I tugged my phone from my purse on the way out, dialing as I walked down the hall toward my office.
“Morning, love.” Collin’s voice brushed against my ear like silk. “Everything okay?”
He knew about his father’s threat, about the purchased evidence that placed him at the scene of an unsolved murder. He had no alibi, no proof of innocence, and no defense. Outside of that, he was in the dark about what I did for our parents, what I planned to do.
I hated keeping things from him, but I didn’t do it to betray his trust. If Trenchant found itself caught in a scandal for its unethical business practices, his ignorance would protect him. That was what my dishonesty gave him. Blissful ignorance.
“Yeah.” I tried to put a smile in my voice. “Everything’s fine. I was just thinking about your police brutality segment tonight. Do you remember Dave O’Neil?”

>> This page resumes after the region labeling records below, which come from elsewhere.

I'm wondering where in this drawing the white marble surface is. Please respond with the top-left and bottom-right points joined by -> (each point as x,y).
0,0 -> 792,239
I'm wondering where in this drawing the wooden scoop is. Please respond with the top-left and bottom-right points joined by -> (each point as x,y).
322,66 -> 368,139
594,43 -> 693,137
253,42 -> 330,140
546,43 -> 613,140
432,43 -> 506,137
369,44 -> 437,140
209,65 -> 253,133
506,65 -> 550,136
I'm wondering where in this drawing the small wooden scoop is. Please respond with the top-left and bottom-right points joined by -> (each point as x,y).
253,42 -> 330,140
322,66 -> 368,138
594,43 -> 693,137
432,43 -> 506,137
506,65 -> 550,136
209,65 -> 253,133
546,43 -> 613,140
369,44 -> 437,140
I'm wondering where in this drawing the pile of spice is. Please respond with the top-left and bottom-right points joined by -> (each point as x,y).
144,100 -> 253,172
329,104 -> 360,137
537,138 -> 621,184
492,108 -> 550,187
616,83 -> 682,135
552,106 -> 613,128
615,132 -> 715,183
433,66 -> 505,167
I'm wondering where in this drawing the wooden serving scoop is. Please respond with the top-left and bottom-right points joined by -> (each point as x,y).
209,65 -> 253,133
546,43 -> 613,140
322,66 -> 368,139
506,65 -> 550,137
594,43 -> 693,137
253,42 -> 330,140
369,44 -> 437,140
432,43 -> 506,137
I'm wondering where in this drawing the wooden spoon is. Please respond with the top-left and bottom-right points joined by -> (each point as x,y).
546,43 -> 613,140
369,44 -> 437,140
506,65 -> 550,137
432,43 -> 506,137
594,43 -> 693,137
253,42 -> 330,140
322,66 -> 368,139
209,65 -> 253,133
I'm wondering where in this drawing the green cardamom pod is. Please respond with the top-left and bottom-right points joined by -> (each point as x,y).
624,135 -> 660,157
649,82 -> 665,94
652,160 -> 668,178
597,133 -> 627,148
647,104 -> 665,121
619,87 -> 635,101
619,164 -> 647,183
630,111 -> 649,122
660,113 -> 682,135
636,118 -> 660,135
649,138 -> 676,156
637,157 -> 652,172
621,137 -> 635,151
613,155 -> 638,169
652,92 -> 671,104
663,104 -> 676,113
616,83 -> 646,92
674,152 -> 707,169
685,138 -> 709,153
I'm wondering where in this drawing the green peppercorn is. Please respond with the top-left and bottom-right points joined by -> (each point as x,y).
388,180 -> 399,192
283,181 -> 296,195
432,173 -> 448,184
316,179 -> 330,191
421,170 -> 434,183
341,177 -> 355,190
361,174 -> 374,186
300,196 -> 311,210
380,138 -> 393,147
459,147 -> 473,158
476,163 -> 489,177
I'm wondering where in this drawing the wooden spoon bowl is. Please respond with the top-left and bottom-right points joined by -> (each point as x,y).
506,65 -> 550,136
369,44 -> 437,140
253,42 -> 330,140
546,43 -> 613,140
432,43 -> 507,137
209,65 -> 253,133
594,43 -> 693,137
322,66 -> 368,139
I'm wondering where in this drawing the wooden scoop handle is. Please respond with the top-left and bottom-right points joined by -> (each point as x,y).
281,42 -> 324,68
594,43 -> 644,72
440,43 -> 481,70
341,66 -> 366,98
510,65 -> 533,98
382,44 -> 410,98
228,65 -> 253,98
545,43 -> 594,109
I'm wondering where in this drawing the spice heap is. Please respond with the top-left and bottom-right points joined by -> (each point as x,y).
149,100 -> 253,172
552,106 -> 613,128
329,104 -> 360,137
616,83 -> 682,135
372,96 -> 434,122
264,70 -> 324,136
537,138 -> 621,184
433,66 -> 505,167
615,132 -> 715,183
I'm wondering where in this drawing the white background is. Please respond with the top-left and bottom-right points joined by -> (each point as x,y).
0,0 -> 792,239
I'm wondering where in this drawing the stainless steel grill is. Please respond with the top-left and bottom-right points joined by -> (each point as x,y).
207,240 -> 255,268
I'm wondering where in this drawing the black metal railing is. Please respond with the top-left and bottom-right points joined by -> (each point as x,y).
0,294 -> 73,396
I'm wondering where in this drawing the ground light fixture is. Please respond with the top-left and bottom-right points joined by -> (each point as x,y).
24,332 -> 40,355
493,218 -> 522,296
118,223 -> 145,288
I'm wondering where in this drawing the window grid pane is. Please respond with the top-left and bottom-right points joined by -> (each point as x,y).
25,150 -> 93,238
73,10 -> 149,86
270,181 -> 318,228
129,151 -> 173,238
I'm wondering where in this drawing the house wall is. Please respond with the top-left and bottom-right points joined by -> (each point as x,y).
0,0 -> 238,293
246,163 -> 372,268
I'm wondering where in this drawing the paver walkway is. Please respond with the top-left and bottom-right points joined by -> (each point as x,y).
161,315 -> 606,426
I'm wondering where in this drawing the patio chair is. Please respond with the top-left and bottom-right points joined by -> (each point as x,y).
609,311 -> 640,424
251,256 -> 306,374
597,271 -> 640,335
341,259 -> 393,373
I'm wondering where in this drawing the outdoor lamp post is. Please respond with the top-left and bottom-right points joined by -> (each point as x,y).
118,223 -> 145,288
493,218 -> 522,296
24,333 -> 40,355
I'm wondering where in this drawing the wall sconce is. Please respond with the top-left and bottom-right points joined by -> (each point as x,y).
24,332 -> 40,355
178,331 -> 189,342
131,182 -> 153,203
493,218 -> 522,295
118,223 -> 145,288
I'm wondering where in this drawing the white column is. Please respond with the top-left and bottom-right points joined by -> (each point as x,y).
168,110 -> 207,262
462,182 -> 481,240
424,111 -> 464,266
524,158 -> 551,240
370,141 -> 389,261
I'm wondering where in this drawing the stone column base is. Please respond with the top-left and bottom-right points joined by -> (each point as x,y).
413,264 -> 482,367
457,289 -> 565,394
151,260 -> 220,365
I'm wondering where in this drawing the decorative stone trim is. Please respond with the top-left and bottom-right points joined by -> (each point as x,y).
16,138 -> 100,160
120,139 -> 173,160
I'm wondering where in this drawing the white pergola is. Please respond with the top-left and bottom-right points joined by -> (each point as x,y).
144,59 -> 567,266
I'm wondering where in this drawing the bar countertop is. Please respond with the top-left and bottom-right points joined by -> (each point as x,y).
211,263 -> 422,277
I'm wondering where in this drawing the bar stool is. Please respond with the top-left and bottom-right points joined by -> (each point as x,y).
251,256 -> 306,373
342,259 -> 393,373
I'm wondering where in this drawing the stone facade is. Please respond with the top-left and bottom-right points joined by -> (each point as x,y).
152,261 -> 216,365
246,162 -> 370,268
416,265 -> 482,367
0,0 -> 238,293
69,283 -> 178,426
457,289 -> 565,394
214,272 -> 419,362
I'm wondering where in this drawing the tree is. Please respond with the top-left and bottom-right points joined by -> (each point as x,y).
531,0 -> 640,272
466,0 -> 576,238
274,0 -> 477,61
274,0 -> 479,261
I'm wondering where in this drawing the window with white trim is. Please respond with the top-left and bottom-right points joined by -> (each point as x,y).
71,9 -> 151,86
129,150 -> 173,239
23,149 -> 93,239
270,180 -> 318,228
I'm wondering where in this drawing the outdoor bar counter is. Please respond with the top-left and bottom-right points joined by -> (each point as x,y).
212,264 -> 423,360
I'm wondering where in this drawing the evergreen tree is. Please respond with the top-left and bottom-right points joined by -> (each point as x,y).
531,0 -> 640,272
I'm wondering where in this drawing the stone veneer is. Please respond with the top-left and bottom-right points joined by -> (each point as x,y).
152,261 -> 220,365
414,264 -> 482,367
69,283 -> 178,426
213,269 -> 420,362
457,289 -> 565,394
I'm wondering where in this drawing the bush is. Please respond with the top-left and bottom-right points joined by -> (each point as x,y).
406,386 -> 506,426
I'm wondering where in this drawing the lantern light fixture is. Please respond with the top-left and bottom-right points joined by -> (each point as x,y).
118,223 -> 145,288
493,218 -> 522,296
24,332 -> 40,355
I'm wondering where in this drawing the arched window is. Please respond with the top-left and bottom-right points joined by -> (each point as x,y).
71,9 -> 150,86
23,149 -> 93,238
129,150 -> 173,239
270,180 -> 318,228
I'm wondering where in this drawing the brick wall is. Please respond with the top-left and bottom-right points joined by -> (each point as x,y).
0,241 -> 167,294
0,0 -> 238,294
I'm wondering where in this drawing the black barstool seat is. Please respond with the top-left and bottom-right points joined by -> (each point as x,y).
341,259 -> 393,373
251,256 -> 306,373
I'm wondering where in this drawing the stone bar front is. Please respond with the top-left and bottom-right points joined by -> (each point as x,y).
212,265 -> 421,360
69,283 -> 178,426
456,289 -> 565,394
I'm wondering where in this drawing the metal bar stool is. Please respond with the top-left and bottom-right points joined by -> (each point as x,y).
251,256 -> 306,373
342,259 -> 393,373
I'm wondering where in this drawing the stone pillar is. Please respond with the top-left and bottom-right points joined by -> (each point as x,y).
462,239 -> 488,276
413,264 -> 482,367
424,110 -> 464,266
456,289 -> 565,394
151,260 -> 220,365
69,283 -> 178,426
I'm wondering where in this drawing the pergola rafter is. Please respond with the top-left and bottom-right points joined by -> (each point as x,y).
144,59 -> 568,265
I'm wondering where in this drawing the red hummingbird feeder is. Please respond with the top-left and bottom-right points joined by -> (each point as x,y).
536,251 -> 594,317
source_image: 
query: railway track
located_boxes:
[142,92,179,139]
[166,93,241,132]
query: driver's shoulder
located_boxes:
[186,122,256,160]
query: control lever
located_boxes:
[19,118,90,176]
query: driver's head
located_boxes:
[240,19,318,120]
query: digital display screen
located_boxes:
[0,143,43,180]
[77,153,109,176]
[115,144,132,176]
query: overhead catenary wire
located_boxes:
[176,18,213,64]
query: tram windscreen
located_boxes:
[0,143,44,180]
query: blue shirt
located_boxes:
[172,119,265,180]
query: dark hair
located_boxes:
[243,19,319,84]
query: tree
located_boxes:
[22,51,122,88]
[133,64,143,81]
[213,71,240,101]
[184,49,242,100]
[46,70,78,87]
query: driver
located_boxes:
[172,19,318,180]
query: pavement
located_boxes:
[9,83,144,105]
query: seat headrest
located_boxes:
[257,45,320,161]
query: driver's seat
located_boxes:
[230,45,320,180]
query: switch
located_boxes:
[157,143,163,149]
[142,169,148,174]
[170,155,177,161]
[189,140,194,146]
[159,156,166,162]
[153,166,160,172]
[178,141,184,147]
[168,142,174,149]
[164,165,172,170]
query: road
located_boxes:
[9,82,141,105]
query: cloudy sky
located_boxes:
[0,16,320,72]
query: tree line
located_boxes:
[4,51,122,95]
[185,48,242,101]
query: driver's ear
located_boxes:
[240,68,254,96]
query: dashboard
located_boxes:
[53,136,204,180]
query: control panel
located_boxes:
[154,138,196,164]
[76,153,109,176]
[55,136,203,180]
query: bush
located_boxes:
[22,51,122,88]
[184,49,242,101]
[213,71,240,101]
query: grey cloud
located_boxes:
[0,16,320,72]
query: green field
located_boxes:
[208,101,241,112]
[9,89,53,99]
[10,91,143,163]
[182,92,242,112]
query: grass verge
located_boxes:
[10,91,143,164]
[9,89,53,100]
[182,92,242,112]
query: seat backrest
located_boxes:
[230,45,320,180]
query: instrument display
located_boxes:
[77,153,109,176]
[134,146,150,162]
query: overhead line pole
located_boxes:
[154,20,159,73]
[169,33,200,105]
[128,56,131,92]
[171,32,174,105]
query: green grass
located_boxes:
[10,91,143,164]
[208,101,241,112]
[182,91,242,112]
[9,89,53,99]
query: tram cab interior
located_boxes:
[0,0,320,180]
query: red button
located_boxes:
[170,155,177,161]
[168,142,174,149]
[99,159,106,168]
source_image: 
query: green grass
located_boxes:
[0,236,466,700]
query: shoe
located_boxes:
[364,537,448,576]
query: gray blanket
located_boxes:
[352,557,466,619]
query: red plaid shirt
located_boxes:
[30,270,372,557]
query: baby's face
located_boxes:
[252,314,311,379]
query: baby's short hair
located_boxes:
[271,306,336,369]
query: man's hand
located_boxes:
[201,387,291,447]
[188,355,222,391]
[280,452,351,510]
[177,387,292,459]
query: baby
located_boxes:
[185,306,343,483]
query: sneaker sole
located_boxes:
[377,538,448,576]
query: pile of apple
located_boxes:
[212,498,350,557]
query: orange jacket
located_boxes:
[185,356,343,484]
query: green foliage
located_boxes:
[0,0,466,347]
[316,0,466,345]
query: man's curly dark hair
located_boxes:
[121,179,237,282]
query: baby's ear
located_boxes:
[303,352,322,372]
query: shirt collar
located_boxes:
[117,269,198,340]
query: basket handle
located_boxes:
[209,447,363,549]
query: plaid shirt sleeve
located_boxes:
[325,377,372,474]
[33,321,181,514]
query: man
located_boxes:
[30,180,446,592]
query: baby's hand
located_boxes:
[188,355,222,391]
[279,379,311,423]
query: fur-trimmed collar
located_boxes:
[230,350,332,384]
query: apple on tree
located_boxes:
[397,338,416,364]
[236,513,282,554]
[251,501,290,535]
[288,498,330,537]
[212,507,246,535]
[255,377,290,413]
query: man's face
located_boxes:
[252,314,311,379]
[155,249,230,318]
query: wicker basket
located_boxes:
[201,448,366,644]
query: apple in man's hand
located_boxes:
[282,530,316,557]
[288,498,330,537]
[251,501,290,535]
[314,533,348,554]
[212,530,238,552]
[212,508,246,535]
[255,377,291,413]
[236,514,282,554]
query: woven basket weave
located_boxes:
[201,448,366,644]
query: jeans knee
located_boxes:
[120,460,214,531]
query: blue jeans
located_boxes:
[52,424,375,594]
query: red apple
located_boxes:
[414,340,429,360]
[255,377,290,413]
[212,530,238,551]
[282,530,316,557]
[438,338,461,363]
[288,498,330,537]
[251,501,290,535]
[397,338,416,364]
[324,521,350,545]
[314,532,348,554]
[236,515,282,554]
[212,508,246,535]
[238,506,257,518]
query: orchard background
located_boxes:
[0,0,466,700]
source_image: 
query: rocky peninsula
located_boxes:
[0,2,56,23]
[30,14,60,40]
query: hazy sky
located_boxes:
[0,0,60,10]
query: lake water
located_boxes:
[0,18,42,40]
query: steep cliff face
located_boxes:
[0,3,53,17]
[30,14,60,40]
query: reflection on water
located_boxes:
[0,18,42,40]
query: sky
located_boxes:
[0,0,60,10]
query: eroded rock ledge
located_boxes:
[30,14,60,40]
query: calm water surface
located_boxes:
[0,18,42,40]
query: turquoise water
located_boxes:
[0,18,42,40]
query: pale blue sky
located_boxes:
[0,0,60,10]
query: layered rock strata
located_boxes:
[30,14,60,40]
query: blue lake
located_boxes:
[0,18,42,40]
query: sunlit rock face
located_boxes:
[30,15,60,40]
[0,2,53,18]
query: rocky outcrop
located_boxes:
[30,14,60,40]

“Leon, dammit, where are you going? Hang on, Kaci.” The phone muffled. “Why didn’t you turn back there? We’re going to get caught in traffic—”
Judging by the sudden silence, he’d covered the mouthpiece to yell at the limo driver. I grinned. God, he was a horrible backseat driver.
Scratching sounded through the speaker, and he said, “Dave O’Neil? Was that the cop who escorted you undetected from a race a few months back?”
I’d been pulled over that night. Trying to flee the scene at 150 miles per hour. Detained by Officer O’Neil, who I’d paid off to let me go without mentioning my name in a report. “Yeah. I kind of owe him, and I know he’d shit himself to be on the Anderson Angle.”
“You want me to interview him instead of Daniel Wyatt?” His voice lowered, his words drawn out with reservation.
“I’m sure the makeup crew could give him a real-looking mustache.” I strode into my office and shut the door.
“Funny.” He sighed. “I don’t know, Kaci. I don’t know anything about the guy, and I only have a few hours to write the script.”
I’d had Officer O’Neil investigated after that night to cover my tracks. Five kids, clean record, never shot a man while on duty. Exactly the kind of officer my mother’s right-wing supporters would approve of. “A five minute phone call with him, and the great Collin Anderson will be able to infer what toothpaste he uses and what his favorite sports team is.”